As the legal sector moves from exploration to implementation, professionals at all levels can take practical steps to harness the potential of AI and future-proof their services:
- Go beyond efficiency: Do not stop at using AI to speed up existing tasks. Look for ways to innovate or eliminate outdated processes entirely and rethink how legal problems are solved, not just how they are executed.
- Unlock legal data and knowledge: Treat legal data and institutional knowledge as strategic assets. Consolidate, govern, and structure them in ways that allow AI to surface insights and embed legal guidance directly into business operations. Continually capture expertise and outcomes to reinforce and compound knowledge within AI systems turning experience into a flywheel for improvement.
- Embed AI across legal processes: Look beyond individual tools and embed AI across the entire legal workflow - from intake and triage through to research, drafting, review, and client delivery. Building seamless, end-to-end systems is key to sustainable value and transformation.
- Evolve the business model: Consider how law firm structure, revenue model, and service offerings need to change. Explore new models such as client-facing legal tech products or alternative business structures to support long-term innovation.
- Upskill for AI collaboration: Train legal professionals not only to use AI, but to design legal services that embed it. This includes building judgment, adaptability, and tech fluency – all the skills critical for the future of the profession.
- Prepare for talent transformation: Rethink how junior lawyers are trained.
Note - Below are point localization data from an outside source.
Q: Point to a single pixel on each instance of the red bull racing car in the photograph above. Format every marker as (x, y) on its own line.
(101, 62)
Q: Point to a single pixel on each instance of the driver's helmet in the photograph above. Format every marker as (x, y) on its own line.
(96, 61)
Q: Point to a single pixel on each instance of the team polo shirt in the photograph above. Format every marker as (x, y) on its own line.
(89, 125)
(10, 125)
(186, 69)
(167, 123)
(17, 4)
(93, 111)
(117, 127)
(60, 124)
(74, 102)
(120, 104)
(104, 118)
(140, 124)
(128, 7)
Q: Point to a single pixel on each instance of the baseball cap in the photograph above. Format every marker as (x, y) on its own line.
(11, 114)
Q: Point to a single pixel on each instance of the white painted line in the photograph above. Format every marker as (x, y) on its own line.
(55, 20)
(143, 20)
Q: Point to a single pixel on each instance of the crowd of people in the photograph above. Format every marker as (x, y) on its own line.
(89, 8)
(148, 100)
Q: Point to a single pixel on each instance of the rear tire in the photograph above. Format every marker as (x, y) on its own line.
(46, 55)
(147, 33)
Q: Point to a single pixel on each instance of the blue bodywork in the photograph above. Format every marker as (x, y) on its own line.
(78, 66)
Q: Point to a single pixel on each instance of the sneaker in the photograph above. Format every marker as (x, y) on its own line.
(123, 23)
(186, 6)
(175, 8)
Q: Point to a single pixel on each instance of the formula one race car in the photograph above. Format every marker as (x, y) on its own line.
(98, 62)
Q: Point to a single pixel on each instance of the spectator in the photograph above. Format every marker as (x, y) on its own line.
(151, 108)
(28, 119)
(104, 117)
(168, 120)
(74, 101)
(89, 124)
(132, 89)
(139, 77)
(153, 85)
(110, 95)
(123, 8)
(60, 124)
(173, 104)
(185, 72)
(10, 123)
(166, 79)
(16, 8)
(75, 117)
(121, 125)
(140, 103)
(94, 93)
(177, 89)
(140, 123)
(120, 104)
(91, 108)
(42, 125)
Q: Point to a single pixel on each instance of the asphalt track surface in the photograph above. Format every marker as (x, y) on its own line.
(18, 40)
As AI takes on routine work, experiential learning and real-world AI integration become essential for developing meaningful legal expertise.
- Watch the market edges: Keep a close eye on non-traditional players (like tech firms entering legal delivery) and understand how they are redefining client expectations and the profession’s boundaries.
- Make AI strategy core: AI adoption should not be confined to isolated pilots. Embed AI thinking into every aspect of legal service delivery, from strategy and governance to client engagement and talent development.
The question is no longer if AI will reshape legal services, but whether we are preparing ourselves to lead that change, or simply to catch up. It’s time for legal leaders to take a more intentional stance by embedding AI strategy into every aspect of service delivery, capability development, and client engagement. This means moving beyond experimentation and pilot projects, and instead building the structures, skills, and governance needed to make AI a sustained part of how legal work gets done.
Ultimately, the hot topic question at the forefront of everyone’s mind is not only how the legal profession will use AI, but what kind of legal future we intend to build with it, one that is not merely more efficient but more accessible, innovative and aligned with the needs of the people it serves.